# 12v prop trigger



## Indyandy

Can anyone recommend a wireless 12v prop trigger for a pneumatic prop?


----------



## scoobycraig45

*wireless prop trigger*

you might try going to buttonbanger.com, he has a pretty cool wireless prop trigger setup for your prop....hope this helps.


----------



## BillyVanpire

for my first air prop i used an atx computer power supply i had laying around. most have 9v & 12v wires you can use. to remote control it i used a key-fob outlet controller.
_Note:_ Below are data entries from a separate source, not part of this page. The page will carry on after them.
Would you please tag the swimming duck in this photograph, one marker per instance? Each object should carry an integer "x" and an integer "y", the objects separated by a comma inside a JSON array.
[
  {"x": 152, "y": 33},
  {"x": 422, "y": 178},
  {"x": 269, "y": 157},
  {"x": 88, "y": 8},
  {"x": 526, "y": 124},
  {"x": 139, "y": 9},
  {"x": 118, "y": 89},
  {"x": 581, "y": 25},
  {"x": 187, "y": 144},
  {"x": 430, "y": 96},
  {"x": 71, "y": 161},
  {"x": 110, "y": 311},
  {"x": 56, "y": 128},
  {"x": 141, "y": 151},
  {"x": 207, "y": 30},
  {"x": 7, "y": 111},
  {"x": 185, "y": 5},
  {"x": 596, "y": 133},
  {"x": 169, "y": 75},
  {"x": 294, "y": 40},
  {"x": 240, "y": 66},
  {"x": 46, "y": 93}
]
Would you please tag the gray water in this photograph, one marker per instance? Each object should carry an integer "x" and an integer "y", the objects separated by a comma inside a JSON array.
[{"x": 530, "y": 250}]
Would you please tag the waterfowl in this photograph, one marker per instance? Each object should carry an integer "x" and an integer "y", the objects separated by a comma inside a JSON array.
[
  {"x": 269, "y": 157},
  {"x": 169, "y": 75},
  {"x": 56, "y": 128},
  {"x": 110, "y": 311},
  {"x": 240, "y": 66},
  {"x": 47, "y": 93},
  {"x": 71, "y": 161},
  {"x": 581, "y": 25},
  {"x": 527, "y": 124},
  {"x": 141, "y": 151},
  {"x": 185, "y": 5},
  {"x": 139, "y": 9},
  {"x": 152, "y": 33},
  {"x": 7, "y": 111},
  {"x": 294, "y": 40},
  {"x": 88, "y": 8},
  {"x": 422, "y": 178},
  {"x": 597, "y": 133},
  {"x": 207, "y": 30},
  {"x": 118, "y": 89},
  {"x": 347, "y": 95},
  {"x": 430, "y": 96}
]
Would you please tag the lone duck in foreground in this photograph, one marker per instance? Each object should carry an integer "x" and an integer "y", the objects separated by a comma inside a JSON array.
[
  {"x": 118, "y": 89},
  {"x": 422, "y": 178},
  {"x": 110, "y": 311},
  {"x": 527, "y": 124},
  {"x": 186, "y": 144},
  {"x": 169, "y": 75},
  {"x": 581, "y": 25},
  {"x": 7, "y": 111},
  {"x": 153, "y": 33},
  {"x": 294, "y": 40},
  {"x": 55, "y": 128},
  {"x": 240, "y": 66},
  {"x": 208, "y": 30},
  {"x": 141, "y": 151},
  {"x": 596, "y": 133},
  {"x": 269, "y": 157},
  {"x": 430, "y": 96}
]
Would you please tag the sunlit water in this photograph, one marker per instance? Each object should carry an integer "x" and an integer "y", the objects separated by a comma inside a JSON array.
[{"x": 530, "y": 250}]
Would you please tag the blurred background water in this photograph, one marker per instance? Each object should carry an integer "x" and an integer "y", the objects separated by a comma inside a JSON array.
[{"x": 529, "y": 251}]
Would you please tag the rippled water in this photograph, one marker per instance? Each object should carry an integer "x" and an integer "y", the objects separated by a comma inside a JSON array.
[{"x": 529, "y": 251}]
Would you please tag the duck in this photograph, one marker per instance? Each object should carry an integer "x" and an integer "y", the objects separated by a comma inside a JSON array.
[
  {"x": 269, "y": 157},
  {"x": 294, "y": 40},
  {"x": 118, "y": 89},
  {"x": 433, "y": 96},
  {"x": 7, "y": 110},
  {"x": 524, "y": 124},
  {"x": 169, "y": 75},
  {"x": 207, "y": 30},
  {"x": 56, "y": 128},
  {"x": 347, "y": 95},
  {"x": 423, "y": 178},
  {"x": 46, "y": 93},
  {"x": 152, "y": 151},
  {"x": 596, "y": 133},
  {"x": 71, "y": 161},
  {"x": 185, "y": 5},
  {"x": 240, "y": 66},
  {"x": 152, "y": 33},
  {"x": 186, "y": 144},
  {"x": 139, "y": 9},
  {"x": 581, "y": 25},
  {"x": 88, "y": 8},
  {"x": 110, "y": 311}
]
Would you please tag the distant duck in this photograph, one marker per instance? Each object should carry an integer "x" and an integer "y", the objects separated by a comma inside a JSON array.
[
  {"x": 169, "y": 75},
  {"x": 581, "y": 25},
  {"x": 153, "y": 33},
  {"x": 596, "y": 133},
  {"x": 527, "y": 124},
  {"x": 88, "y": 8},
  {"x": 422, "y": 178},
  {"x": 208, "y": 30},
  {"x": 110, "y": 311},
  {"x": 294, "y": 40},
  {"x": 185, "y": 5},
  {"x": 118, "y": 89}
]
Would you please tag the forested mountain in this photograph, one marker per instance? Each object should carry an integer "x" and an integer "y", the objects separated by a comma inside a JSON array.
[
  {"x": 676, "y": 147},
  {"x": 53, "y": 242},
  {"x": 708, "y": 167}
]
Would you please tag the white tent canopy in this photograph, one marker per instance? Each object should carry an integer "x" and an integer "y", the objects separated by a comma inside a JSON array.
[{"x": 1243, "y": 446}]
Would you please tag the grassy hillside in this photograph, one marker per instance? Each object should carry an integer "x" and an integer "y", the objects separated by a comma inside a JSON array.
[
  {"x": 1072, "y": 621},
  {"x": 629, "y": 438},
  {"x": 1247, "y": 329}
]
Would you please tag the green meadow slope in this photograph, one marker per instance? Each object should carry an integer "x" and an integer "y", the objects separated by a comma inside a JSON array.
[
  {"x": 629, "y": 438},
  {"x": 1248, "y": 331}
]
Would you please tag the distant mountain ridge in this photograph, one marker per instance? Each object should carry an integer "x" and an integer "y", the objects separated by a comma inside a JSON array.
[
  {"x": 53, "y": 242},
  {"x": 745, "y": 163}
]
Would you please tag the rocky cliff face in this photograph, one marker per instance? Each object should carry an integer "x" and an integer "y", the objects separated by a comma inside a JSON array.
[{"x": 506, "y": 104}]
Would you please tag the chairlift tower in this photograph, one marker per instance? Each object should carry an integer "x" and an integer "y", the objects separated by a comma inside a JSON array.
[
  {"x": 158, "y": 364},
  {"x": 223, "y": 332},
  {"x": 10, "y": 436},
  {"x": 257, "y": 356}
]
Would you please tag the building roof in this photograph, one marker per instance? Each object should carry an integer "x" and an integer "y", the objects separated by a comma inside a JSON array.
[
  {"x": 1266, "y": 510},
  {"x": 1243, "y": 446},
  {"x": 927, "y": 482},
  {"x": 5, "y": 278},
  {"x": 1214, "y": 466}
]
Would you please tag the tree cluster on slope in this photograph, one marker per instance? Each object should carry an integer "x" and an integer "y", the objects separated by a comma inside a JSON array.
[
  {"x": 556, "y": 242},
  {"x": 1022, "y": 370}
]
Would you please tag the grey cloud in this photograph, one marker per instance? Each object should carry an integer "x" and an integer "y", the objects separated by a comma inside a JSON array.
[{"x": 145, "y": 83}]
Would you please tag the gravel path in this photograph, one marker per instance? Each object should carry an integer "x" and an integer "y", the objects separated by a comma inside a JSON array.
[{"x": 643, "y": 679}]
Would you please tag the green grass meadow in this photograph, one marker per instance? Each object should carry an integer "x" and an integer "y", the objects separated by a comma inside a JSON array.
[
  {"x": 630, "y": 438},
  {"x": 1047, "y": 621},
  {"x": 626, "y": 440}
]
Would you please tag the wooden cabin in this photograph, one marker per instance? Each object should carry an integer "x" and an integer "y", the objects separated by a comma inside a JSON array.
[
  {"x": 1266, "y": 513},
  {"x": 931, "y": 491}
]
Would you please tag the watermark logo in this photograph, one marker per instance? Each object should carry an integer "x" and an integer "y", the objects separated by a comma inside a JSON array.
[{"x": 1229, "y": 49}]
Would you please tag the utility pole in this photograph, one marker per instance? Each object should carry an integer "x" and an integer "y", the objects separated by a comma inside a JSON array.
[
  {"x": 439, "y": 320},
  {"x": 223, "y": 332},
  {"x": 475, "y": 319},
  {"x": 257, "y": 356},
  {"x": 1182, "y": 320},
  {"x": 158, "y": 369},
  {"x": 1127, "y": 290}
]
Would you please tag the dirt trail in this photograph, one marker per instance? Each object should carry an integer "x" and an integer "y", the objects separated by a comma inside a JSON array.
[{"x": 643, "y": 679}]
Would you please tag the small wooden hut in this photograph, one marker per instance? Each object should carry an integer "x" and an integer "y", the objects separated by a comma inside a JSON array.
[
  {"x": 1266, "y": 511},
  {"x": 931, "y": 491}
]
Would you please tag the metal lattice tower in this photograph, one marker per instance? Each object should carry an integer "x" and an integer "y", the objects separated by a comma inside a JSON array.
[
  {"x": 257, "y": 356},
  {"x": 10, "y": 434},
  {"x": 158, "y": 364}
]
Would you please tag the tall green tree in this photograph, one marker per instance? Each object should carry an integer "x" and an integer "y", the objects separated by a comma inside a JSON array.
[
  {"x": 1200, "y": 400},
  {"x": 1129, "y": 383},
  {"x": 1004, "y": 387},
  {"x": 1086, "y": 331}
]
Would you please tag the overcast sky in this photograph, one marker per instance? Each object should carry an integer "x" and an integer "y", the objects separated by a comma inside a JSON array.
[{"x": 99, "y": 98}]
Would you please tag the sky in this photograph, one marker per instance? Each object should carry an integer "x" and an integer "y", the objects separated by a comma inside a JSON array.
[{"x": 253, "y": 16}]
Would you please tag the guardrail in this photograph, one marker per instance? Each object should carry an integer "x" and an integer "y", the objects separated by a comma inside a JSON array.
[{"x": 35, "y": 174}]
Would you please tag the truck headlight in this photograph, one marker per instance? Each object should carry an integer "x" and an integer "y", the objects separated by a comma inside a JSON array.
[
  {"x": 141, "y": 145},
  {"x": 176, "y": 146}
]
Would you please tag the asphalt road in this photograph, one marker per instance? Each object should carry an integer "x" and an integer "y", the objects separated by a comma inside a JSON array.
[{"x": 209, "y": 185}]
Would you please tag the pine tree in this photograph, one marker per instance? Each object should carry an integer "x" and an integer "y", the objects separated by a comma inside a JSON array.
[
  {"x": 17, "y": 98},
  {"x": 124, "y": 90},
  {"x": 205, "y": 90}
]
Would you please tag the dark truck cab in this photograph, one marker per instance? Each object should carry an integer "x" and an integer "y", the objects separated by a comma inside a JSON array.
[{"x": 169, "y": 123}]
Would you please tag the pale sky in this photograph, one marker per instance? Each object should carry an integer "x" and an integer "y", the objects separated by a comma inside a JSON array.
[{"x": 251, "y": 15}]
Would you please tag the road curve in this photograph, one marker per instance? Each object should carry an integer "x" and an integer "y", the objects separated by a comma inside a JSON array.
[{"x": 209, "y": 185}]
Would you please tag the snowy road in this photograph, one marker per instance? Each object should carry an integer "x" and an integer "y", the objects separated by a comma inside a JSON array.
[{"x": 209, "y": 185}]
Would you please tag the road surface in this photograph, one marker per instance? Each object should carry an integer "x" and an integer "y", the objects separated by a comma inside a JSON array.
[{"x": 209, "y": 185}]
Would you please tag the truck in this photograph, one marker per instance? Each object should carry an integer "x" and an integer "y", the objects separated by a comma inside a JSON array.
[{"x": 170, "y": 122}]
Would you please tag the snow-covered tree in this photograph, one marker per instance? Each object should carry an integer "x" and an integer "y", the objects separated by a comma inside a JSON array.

http://www.walmart.ca/en/ip/indoor-power-outlet-with-remote/6000109955000


----------



## Indyandy

I don't have access to ac power, or I would. It needs to be stand alone on 12v.


----------



## BillyVanpire

Oh..battery powered and wireless. I misunderstood.


----------



## Wrexalot

Indyandy said:


> Can anyone recommend a wireless 12v prop trigger for a pneumatic prop?


I use these: http://www.ebay.com/itm/Wireless-Re...2-24V-8A-OY-/271897382098?hash=item3f4e58ccd2

It works great for a wide range of voltages and is CHEAP!


----------



## CelleCasey

Hi everyone...i am new to this forum. I am learning how to build the devices.
Can you please tell me for what kind of Pneumatic you are looking for? Also which type of power supply you will use? Are you looking for half valve controlled pneumatic?


----------